The Pine Valley Golf Course & Club were built by George Crump, an amateur designer, hwever it is considered the best golf course in the United States.
In the year 1912, the game of golf had scarcely been in the United States 20 years but adherents were already looking for ways to spend every day possible on the golf course. One such group was a band of well-bred Philadelphia sportsmen who sought a golf course within easy distance that could be played throughout the winter. They set their sights on the scrub pinelands of southern New Jersey where the weather was milder than near the city on the other side of the Delaware River.
One of the group was George Arthur Crump, an accomplished golfer and resident of Merchantville, New Jersey. Crump was given the assignment of scouting a suitable site and he settled on a stretch of rolling, sandy ground deep in the pinelands. Crump knew the land from frequent hunting trips in the woods, which teemed with small game.
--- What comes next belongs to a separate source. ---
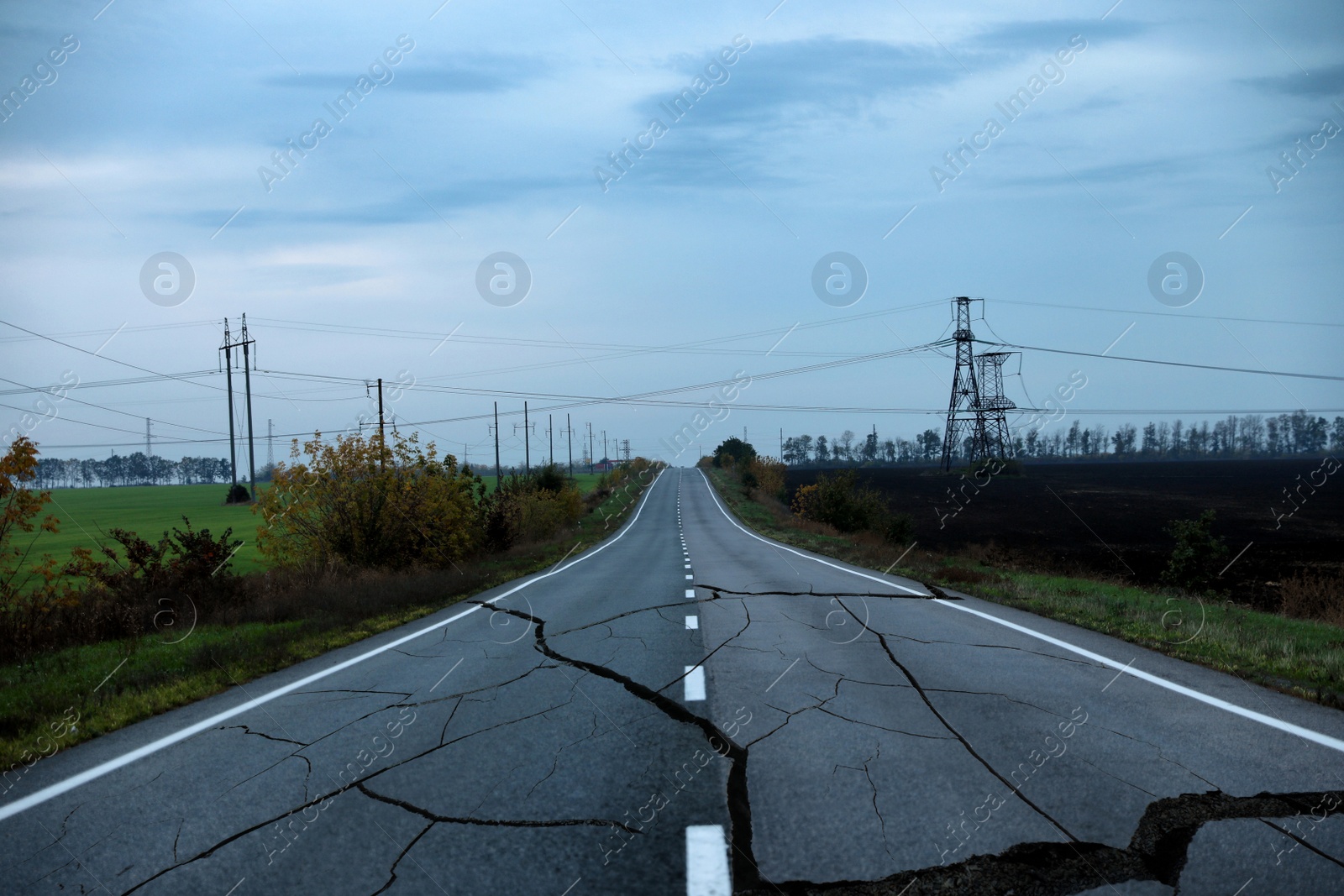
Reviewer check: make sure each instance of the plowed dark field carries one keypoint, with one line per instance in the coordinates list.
(1109, 517)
The group organized to form the Pine Valley Golf Club in 1913 and 184 acres of the scruffy pinelands were purchased on which to build a golf course (over the years Pine Valley would spread to 623 acres, of which 416 remain virgin woodland). Crump was appointed chairman of the Greens Committee and it would be his responsibility to build the Pine Valley golf course.
George Crump had never designed a golf course before but he knew what he wanted his golf course to look like. He didn't want any hole to be laid out parallel to the next. While playing one hole he didn't want to see any other hole. Crump did not want more than two successive holes to play in the same direction. And he felt that a round of golf on his course should require every club in the bag to complete.
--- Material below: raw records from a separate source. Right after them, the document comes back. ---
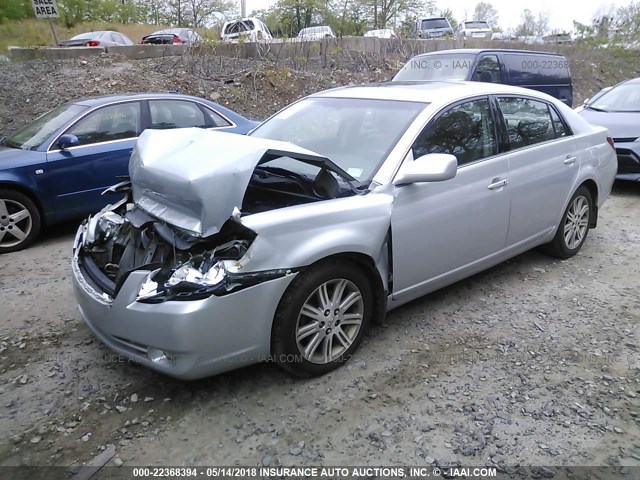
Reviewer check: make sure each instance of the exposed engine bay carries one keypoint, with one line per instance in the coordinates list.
(124, 237)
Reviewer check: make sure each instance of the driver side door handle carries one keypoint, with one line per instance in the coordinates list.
(498, 183)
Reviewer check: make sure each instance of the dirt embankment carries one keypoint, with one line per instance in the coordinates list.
(253, 88)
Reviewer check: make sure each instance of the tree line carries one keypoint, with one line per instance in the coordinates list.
(347, 17)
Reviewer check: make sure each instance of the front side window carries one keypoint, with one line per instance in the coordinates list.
(466, 131)
(115, 122)
(528, 121)
(175, 114)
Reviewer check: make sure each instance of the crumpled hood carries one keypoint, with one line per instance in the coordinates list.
(193, 178)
Dressed in his favorite knickers, high laced shoes and floppy hat, Crump worked out his holes by hitting golf shots rather than by drawing sketches. To sharpen his fledgling design skills he traveled to many of the famous links in Scotland and England.
Despite his strong opinions, George Crump knew he was an amateur golf course designer and he solicited the opinions of many noted golfers and architects for Pine Valley. H.S. Colt, an English designer of renown, was retained to review the plans and offer suggestions. Some of the reviewers were not so encouraging. At first many called Pine Valley, destined to be regarded as the greatest course in the United States, as "Crump's Folly."
The expanse of sandy scrub pines was so unappealing that skeptics wondered if Crump could even grow grass on it. To create Pine Valley, Crump had to direct the removal of over 22,000 stumps that had to be pulled out with special steam-winches and horse-drawn cables because dynamite only blew up the sand around the stump. Marshlands were drained, dams built and underbrush cleared away.
Crump built a bungalow along the 5th hole and oversaw construction. The first grass seed went into the ground in the fall of 1913 and the first 11 holes unofficially opened for play in February 1914. George Crump did more than oversee the construction of Pine Valley, he sacrificed much of his personal fortune to its creation. He sold his luxury hotel in Philadelphia and plowed as much as $275,000 of his money into Pine Valley.
George Crump died in 1918. Only 14 of the holes at Pine Valley were ready at the time and the final four holes - #12, #13, #14, #15 - would be completed by other designers although his mark remained on the final touches. George Crump never saw the completed masterpiece he created that is the best golf course in the history of America.